Quando Keir Starmer nomeou o seu “campeão do custo de vida”, há dois meses, provavelmente esperava uma série de iniciativas interessantes para repreender e punir as grandes empresas.
O chefe do sector retalhista, Richard Walker, recebeu a incumbência de analisar áreas onde “os consumidores conseguem um acordo mais justo” e reportar directamente ao primeiro-ministro sobre “intervenções no custo de vida”.
Agora, nos seus primeiros comentários públicos desde que assumiu o cargo, Lord Walker voltou a sua atenção não para o mundo comercial, mas para o governo.
De forma bastante embaraçosa para o Partido Trabalhista, ele observou que os cortes nos impostos sobre os combustíveis precisavam de ser “ampliados ou alargados”.
Chegou mesmo a sugerir que a chanceler Rachel Reeves – cujo apoio à actual taxa de combustível de 5 centavos por litro é, na melhor das hipóteses, morno – deveria dar mais concessões aos automobilistas.
O governo australiano, observou ele, já havia introduzido uma dedução de 14 centavos, e a escassa oferta de Reeves expiraria em setembro.
O governo pode agora enfrentar uma repreensão do seu próprio czar do estilo de vida por não ter conseguido enfrentar a injusta bonança fiscal sobre a gasolina e o gasóleo.
Como milhões de famílias descobrirão ao visitar seus entes queridos neste fim de semana de Páscoa, os motoristas já estão sendo atingidos por aumentos acentuados de preços.
Entre eles, os condutores rurais são os que mais sofrem, com os preços nos postos de trabalho a subirem 10% mais nas zonas rurais, concluiu um novo estudo da Fundação RAC.
Além disso, se o Partido Verde conseguir o que quer, haverá um limite de velocidade de 55 mph nas auto-estradas.
Os trabalhistas devem tratar os motoristas de forma justa, e não puni-los, se quiserem melhorar a Grã-Bretanha.
O primeiro-ministro Keir Starmer nomeou o presidente executivo da Iceland Foods, Richard Walker, como o novo defensor do custo de vida do governo.
Lord Walker trabalhou em todo o governo para aumentar as parcerias comerciais e concentrar-se na redução dos gastos das famílias, após a sua nomeação como colega trabalhista.
Negligência criminosa
Grupos de jovens mascarados assolam as ruas da capital.

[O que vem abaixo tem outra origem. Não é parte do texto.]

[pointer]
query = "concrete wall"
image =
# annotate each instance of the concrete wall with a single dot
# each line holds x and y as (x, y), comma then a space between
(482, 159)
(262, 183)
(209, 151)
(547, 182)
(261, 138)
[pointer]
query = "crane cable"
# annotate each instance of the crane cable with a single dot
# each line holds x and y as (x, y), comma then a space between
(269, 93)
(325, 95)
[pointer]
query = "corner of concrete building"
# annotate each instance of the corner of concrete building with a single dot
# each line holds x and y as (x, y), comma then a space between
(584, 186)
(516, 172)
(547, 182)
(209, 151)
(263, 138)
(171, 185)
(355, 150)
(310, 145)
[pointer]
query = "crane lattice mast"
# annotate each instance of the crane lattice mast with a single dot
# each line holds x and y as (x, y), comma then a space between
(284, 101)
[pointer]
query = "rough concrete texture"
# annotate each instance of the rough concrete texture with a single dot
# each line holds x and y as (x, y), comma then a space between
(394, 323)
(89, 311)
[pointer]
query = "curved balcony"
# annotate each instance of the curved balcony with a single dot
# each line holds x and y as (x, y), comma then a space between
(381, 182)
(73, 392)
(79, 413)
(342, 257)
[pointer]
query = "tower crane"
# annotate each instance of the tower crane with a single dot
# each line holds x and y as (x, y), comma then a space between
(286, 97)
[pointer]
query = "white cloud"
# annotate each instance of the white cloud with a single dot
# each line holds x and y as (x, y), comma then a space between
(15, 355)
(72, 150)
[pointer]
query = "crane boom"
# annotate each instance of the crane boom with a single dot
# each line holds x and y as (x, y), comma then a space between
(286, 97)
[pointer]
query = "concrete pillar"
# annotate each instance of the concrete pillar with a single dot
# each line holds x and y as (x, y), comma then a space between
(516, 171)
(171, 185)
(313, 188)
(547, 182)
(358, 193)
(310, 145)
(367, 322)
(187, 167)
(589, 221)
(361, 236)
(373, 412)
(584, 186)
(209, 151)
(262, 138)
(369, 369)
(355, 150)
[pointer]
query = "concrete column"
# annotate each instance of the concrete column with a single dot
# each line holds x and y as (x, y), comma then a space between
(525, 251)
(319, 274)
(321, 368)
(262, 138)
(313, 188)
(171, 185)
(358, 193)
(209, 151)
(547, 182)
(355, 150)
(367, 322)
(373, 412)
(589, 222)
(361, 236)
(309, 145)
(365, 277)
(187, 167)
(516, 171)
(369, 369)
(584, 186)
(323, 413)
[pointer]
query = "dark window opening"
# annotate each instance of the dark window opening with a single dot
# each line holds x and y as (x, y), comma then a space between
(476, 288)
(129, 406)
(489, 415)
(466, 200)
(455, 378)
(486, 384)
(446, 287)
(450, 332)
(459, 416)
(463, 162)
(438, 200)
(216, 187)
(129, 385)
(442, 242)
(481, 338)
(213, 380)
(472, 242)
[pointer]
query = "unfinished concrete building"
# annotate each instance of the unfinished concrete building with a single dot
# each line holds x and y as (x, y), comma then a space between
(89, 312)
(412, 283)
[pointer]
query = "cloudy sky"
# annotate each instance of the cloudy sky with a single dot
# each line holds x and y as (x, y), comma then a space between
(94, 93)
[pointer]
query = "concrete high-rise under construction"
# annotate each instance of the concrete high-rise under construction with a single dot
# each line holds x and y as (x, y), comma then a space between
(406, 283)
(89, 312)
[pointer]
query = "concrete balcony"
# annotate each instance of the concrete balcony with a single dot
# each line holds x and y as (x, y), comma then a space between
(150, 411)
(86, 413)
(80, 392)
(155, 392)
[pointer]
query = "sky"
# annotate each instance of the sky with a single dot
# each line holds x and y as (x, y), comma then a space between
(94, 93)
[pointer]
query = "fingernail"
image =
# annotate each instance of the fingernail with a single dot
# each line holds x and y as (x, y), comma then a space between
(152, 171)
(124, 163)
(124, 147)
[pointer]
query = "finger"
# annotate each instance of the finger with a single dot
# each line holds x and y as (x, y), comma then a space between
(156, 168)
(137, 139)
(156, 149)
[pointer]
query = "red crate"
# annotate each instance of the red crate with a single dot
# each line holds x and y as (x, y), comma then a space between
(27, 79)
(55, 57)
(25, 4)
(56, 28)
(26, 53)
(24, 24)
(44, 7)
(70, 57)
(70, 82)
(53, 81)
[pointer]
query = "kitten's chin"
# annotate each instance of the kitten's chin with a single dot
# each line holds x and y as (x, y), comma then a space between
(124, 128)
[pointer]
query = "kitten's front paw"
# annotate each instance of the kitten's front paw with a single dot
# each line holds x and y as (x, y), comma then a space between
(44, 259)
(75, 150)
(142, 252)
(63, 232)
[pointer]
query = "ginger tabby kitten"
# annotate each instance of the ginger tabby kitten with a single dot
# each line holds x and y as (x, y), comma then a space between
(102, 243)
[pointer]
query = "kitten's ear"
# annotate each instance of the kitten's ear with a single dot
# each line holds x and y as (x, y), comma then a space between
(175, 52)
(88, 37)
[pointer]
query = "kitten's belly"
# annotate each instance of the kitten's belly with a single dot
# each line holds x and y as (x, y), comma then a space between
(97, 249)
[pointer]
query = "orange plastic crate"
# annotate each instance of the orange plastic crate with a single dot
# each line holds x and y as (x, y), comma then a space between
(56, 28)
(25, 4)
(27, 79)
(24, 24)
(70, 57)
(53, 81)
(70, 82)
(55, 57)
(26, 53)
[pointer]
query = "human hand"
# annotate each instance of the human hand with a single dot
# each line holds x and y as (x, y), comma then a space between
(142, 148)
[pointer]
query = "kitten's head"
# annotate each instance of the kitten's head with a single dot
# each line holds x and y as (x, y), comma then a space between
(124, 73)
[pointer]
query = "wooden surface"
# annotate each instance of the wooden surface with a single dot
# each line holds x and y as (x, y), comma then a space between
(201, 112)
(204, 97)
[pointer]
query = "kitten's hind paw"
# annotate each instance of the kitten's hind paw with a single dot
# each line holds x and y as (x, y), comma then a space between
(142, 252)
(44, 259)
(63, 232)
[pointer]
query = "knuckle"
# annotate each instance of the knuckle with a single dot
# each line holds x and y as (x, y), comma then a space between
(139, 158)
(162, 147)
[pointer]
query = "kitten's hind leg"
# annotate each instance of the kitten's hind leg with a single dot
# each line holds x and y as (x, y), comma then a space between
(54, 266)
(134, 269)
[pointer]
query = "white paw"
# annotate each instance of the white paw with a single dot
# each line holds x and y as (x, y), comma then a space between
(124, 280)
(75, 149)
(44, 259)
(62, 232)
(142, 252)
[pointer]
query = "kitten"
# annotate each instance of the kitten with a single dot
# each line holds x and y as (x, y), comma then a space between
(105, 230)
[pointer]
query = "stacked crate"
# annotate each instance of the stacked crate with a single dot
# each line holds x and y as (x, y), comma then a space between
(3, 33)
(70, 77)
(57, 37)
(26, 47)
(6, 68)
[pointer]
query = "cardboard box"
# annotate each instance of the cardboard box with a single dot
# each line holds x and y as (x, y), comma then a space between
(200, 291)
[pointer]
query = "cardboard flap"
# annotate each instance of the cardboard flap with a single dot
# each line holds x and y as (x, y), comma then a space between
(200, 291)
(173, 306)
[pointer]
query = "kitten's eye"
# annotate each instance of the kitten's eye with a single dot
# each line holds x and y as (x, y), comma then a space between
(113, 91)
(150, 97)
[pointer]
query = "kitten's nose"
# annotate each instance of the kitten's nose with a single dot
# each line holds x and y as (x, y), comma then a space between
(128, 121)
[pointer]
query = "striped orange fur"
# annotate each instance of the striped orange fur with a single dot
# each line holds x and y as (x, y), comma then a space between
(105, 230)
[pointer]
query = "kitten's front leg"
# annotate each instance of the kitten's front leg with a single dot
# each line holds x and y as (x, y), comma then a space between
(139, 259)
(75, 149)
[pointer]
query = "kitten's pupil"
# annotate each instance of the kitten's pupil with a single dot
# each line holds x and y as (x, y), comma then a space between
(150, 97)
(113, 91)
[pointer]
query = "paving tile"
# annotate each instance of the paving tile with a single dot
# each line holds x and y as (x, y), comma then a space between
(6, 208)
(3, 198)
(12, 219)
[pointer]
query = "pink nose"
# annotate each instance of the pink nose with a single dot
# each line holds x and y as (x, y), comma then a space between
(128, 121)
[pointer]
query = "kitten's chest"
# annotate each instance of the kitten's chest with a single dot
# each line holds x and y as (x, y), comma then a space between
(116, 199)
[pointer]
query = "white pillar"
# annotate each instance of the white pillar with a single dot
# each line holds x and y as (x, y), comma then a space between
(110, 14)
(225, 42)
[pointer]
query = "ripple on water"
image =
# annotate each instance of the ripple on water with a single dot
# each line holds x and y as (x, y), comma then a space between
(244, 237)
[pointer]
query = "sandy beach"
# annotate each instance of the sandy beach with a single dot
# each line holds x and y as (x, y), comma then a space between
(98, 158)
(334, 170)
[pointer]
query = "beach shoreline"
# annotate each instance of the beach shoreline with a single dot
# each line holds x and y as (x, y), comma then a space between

Mas Sadiq Khan, do Partido Trabalhista, insistiu que “Londres é uma cidade segura” e considerou qualquer sugestão em contrário como “falsa”.
Os comentários equivocados do prefeito levaram-no a ser repreendido pelo diretor de varejo da Marks & Spencer, Thinas Kieve, que observou: “Ouvi dizer que a criminalidade está diminuindo, especialmente em Londres – algo em que nenhum de nós acredita”.
O Senhor Kiev relatou que o “absoluto oposto” era o crime tornar-se “mais descarado, mais organizado e mais agressivo”.
Sob o Partido Trabalhista, o problema só vai piorar.
Aprovou legislação para acabar com a maioria das penas de prisão inferiores a 12 meses (o que significa que quase todos os ladrões de lojas já não enfrentam prisão), reduzir as penas e exigir a libertação da prisão mais cedo do que nunca.
Dos comentários absurdos dos seus políticos à pura insanidade das suas políticas, simplesmente não se pode confiar aos Trabalhistas a lei e a ordem.
O presidente da Câmara de Londres, Sadiq Khan, insistiu que “Londres é uma cidade segura” e criticou qualquer sugestão em contrário como “falsa”.
Ação em Ormuz
Keir Sturmer manteve-se em silêncio sobre as acções no Médio Oriente e agora o Conselho de Segurança da ONU é acusado de uma falta de urgência semelhante.
Estava prestes a votar para autorizar o uso de força defensiva para proteger a navegação no Estreito de Ormuz.
Mas foi adiado porque a votação estava marcada para a Sexta-Feira Santa.
Este jornal apoia a santidade da Páscoa, mas não sabem que há uma guerra em curso?
Os diplomatas de todo o mundo devem fazer todos os esforços para que o petróleo flua, se quisermos evitar uma recessão global catastrófica.